Stability Analysis of Discrete-Time Linear Complementarity Systems

TL;DR

This paper introduces a novel stability analysis framework for Discrete-Time Linear Complementarity Systems (DLCS), including new conditions, an exact verification algorithm, and applications to Linear Complementarity Systems (LCS).

Contribution

It provides the first exact algorithm for DLCS stability verification and derives new Lyapunov stability conditions without requiring solution uniqueness.

Findings

Feasibility of copositive programs for stability conditions

Development of an exact cutting plane algorithm

Numerical examples demonstrating the approach

Abstract

A Discrete-Time Linear Complementarity System (DLCS) is a dynamical system in discrete time whose state evolution is governed by linear dynamics in states and algebraic variables that solve a Linear Complementarity Problem (LCP). The DLCS is the hybrid dynamical system that is the discrete-time counterpart of the well-known Linear Complementarity System (LCS). We derive sufficient conditions for Lyapunov stability of a DLCS when using a quadratic Lyapunov function that depends only on the state variables and a quadratic Lyapunov function that depends both on the state and the algebraic variables. The sufficient conditions require checking the feasibility of a copositive program over nonconvex cones. Our results only assume that the LCP is solvable and do not require the solutions to be unique. We devise a novel, exact cutting plane algorithm for the verification of stability and the computation of the Lyapunov functions.

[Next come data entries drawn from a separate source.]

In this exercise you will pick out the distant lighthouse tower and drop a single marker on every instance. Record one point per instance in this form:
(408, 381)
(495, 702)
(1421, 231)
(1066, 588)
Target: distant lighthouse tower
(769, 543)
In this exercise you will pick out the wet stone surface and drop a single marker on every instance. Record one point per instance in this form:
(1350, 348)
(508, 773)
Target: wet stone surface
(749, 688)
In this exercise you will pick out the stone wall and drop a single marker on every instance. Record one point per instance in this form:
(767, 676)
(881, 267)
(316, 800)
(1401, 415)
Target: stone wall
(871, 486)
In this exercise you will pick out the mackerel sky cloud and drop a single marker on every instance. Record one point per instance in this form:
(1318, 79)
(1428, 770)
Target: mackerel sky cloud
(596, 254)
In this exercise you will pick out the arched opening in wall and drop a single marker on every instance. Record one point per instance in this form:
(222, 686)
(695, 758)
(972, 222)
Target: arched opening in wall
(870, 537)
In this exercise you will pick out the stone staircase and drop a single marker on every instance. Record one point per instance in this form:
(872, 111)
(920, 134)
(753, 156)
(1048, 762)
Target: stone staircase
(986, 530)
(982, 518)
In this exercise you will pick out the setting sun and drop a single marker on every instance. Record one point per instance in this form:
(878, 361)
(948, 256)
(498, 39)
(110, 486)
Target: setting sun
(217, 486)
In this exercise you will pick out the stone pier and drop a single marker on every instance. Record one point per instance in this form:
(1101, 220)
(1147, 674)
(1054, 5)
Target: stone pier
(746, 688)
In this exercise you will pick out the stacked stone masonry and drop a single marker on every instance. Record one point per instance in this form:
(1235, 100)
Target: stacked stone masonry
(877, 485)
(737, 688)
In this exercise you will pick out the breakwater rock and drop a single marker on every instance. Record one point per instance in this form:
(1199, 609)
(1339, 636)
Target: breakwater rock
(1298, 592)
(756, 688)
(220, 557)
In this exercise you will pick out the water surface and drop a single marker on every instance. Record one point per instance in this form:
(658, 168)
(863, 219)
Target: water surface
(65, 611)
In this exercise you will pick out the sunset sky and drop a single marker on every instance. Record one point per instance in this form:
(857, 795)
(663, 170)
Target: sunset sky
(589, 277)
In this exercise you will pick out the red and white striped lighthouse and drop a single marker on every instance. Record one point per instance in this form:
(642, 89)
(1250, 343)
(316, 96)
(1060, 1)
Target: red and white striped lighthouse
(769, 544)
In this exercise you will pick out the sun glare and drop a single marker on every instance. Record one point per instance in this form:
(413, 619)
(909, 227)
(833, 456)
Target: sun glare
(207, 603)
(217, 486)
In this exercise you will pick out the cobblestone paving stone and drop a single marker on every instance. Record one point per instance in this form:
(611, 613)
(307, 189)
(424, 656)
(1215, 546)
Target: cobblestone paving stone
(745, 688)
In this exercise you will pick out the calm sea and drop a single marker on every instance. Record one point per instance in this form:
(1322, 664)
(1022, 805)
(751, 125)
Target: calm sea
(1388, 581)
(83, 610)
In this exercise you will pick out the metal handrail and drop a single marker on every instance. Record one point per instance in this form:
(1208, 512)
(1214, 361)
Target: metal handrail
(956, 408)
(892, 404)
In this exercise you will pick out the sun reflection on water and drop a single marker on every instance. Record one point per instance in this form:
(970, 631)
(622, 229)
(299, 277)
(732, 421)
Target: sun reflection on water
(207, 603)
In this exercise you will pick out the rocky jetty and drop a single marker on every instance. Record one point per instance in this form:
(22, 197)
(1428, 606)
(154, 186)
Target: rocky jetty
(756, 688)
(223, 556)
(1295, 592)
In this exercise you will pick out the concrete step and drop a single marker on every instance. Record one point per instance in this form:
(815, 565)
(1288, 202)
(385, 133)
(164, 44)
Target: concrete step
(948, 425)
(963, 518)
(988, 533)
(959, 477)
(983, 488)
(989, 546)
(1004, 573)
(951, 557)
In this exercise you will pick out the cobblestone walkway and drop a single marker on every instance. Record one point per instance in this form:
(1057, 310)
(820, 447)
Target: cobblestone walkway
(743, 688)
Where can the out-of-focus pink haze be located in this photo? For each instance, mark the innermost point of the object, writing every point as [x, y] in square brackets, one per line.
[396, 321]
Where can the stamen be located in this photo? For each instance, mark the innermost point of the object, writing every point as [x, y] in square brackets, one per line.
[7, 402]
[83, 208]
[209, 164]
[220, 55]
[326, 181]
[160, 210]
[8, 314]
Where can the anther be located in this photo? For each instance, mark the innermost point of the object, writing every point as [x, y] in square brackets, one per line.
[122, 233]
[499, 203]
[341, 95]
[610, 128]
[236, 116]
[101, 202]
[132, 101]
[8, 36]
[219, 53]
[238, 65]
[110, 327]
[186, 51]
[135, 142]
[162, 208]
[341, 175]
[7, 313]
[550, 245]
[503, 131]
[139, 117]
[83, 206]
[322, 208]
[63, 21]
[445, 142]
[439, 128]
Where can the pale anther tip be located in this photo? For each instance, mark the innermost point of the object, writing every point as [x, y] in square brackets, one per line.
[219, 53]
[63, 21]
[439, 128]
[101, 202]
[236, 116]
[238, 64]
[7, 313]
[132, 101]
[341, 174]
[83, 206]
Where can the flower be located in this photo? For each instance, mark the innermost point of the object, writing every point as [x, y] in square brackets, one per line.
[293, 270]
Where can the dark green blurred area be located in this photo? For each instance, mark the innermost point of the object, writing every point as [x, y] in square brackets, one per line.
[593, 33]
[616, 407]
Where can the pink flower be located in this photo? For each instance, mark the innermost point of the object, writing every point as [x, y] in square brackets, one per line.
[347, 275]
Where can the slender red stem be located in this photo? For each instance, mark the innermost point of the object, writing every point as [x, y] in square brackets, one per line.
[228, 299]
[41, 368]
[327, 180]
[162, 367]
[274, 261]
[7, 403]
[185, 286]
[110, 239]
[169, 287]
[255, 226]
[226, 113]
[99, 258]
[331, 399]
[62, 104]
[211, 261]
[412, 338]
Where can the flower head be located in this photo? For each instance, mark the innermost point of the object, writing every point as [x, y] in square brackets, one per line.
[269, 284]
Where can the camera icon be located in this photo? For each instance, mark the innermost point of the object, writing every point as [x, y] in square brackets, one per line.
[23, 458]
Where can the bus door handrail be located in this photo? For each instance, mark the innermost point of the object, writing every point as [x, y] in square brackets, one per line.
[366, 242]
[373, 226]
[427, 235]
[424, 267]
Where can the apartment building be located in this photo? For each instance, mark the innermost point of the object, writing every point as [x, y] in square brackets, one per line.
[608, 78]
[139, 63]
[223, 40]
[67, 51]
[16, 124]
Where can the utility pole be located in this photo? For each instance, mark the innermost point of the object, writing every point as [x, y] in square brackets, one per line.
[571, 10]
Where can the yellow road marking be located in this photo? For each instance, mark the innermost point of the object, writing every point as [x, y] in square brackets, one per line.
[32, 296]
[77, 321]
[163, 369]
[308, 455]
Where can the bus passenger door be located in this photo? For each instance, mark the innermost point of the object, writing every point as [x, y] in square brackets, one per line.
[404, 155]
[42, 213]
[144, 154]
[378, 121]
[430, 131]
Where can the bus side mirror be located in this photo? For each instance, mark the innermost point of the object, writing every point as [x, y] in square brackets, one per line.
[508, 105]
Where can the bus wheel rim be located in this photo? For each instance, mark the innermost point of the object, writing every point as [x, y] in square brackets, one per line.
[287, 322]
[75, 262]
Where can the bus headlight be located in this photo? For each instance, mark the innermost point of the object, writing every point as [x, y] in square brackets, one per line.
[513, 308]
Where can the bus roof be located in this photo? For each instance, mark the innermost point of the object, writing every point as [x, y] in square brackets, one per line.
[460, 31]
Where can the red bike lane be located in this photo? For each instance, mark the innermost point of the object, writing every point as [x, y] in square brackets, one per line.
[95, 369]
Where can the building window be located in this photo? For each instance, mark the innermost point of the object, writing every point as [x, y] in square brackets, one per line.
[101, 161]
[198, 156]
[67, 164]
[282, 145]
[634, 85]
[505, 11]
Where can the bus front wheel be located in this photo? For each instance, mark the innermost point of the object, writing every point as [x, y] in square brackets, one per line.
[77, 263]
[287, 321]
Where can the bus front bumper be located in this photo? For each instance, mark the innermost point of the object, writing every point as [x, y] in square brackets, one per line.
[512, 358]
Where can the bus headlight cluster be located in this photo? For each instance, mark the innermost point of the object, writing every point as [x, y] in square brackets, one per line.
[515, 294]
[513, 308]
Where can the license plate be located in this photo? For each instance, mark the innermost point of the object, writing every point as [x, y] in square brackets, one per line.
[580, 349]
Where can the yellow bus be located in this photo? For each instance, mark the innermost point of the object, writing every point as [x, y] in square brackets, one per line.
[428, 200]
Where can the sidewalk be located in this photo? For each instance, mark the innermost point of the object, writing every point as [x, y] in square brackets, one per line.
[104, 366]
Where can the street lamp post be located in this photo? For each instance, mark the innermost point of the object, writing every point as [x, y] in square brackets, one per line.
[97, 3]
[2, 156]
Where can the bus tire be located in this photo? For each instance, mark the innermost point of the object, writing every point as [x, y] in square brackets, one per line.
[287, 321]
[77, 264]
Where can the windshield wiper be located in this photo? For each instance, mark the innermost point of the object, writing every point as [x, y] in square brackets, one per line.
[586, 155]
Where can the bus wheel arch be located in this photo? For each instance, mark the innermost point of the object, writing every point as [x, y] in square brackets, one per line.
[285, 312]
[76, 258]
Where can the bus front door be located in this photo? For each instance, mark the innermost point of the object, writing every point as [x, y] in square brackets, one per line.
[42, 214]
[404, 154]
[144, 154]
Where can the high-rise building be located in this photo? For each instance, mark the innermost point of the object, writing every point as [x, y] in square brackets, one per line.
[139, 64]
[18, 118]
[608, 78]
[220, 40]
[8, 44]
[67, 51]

To the best of our knowledge, our algorithm is the first exact approach for stability verification of DLCS. A number of numerical examples are presented to illustrate the approach. Though our main object of study in this paper is the DLCS, the proposed algorithm can be readily applied to the stability verification of LCS. In this context, we show the equivalence between the stability of a LCS and the DLCS, resulting from a time-stepping procedure applied to the LCS for all sufficiently small time steps.